The other alternative is to put results from one method through the statistical models of another. You could feed regular expressions from another predictor to SLiMFinder (the "slimcheck" function) or its related program, SLiMSearch, to see what statistical support they have. You can also change the statistical model to be based on enrichment versus a background dataset rather than the composition of your search dataset, also this inherently has problems of biases introduced by protein families that I do not think anyone has solved. (It can provide nice corroborative evidence, though.)
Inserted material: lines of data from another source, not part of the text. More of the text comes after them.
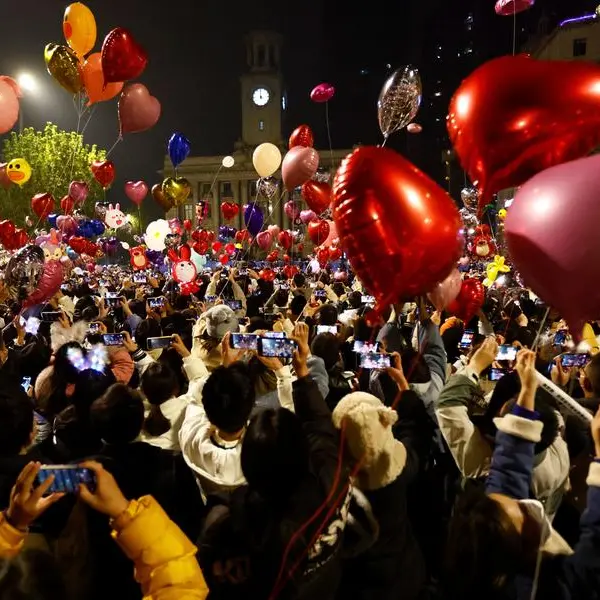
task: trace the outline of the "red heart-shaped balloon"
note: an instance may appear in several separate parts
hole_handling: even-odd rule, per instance
[[[272,250],[267,254],[267,260],[269,262],[275,262],[279,258],[279,250]]]
[[[336,261],[342,258],[342,251],[339,248],[329,248],[329,260]]]
[[[308,207],[320,215],[331,204],[331,186],[323,181],[310,179],[302,185],[302,197]]]
[[[357,148],[338,169],[333,197],[344,250],[380,306],[426,294],[461,256],[454,201],[392,150]]]
[[[219,262],[222,265],[226,265],[229,262],[229,254],[221,254],[219,256]]]
[[[221,204],[221,212],[226,221],[237,217],[240,212],[240,207],[234,202],[223,202]]]
[[[150,95],[141,83],[128,85],[119,98],[119,125],[121,135],[139,133],[156,125],[160,119],[160,102]]]
[[[277,241],[282,248],[289,250],[294,243],[294,238],[289,231],[280,231],[279,235],[277,236]]]
[[[446,310],[468,323],[483,306],[485,288],[479,279],[467,278],[462,282],[458,296],[448,304]]]
[[[123,27],[108,33],[102,44],[104,84],[137,79],[148,64],[146,51]]]
[[[198,254],[206,254],[208,252],[208,242],[194,242],[192,248]]]
[[[600,143],[600,66],[527,56],[491,60],[450,102],[450,140],[480,191],[504,188],[587,155]]]
[[[90,169],[94,179],[104,188],[115,180],[115,165],[111,160],[95,160]]]
[[[0,221],[0,236],[3,238],[12,237],[15,232],[15,225],[9,219],[3,219]]]
[[[291,150],[296,146],[304,146],[305,148],[312,148],[315,143],[315,137],[312,129],[308,125],[299,125],[292,131],[288,148]]]
[[[317,246],[322,244],[329,236],[329,223],[324,219],[311,221],[306,228],[308,231],[308,237],[311,239],[313,244]]]
[[[73,200],[73,198],[71,198],[71,196],[68,194],[60,199],[60,209],[63,211],[63,213],[65,213],[65,215],[71,214],[74,208],[75,200]]]
[[[218,252],[223,247],[221,242],[214,242],[212,245],[213,252]]]
[[[329,248],[319,248],[316,256],[321,269],[324,269],[329,261]]]
[[[240,229],[235,232],[236,242],[247,242],[250,239],[250,232],[247,229]]]
[[[36,194],[31,199],[31,210],[40,218],[47,219],[54,212],[54,198],[52,194],[45,192]]]
[[[12,247],[16,250],[22,248],[29,241],[29,236],[24,229],[15,229],[12,235]],[[56,290],[55,290],[56,291]]]

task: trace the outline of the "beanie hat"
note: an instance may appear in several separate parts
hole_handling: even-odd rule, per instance
[[[365,392],[348,394],[333,411],[333,424],[344,427],[346,446],[361,468],[358,487],[383,488],[397,479],[406,464],[406,448],[394,439],[398,413]]]
[[[235,313],[225,304],[219,304],[207,310],[204,319],[206,321],[206,333],[211,338],[218,340],[222,339],[227,332],[237,331],[239,328]]]

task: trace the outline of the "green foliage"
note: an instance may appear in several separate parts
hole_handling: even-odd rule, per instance
[[[95,202],[102,200],[102,188],[92,177],[90,164],[106,158],[106,151],[95,144],[84,144],[79,133],[62,131],[53,123],[46,123],[43,131],[30,127],[23,133],[12,132],[4,140],[3,161],[13,158],[27,160],[32,172],[22,187],[0,188],[0,218],[13,219],[17,227],[22,227],[25,216],[31,214],[31,198],[35,194],[52,194],[60,212],[60,199],[67,194],[71,181],[87,181],[90,186],[85,213],[93,214]],[[32,218],[37,220],[35,215]]]

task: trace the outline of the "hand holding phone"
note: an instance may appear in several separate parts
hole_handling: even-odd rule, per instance
[[[96,489],[96,474],[91,469],[78,465],[42,465],[38,474],[37,482],[43,484],[53,475],[54,481],[46,492],[75,494],[79,485],[85,483],[90,491]]]
[[[173,336],[166,335],[161,337],[149,337],[147,340],[148,350],[158,350],[159,348],[168,348],[173,343]]]
[[[102,343],[105,346],[122,346],[125,336],[122,333],[105,333],[102,336]]]
[[[291,359],[297,348],[297,342],[288,338],[261,337],[258,341],[258,355],[266,358]]]
[[[576,367],[581,369],[585,367],[589,360],[589,356],[582,352],[571,352],[568,354],[562,354],[560,357],[560,364],[563,368]]]
[[[233,350],[258,350],[258,335],[254,333],[232,333],[229,345]]]
[[[509,344],[498,346],[498,354],[496,360],[515,360],[517,358],[517,348]]]
[[[389,354],[379,352],[365,353],[360,355],[359,366],[362,369],[387,369],[392,366]]]

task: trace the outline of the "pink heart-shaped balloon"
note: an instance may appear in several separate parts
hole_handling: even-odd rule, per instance
[[[308,225],[311,221],[314,221],[317,218],[317,215],[314,210],[303,210],[300,213],[300,220]]]
[[[273,236],[273,239],[275,239],[279,235],[281,229],[279,228],[279,225],[269,225],[267,231]]]
[[[69,184],[69,196],[77,204],[83,204],[90,193],[90,187],[85,181],[71,181]]]
[[[315,86],[310,93],[310,99],[313,102],[328,102],[333,98],[335,88],[330,83],[320,83]]]
[[[125,195],[139,206],[148,195],[148,184],[145,181],[128,181],[125,184]]]
[[[71,215],[56,217],[56,226],[64,235],[73,235],[77,231],[77,221]]]
[[[160,118],[160,110],[160,102],[150,95],[145,85],[128,85],[119,98],[121,135],[150,129]]]
[[[281,163],[281,176],[288,190],[308,181],[319,168],[319,153],[314,148],[296,146],[288,151]]]
[[[285,214],[287,215],[287,217],[289,219],[291,219],[292,221],[294,219],[297,219],[298,215],[300,214],[300,209],[298,208],[298,205],[293,200],[288,200],[283,205],[283,210],[285,211]]]
[[[268,250],[273,243],[273,236],[269,231],[261,231],[256,236],[256,243],[261,250]]]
If you have a foreground gene set?

If yes: Try to rank the motifs by their matches. E.g. if the found motifs match 30% of your background genes but 50% of your target genes, is this a good result? The TAMO toolbox includes various scoring functions for this http://fraenkel.mit.edu/TAMO/

You could employ a simple scoring scheme where a point is earned if the motif is predicted by an algorithm/tool and zero if not. Add the scores and the highest total is deemed the most reliable prediction for that motif. This simple approach has been employed for risk scores (for a given disease phenotype) from a panel of genetic variants.

A slightly more sophisticated approach is to do the same, but weight tools/algorithms according to some underlying characteristics such as known accuracy in detecting true vs false iterations of the motif. With four motif predictors (FirePro, Slimfinder and MEME, plus ELM) there may not be much value gained. And it may be difficult to assign weights to the score of motif present and motif absent for each motif. Nonetheless, it could be worth trying.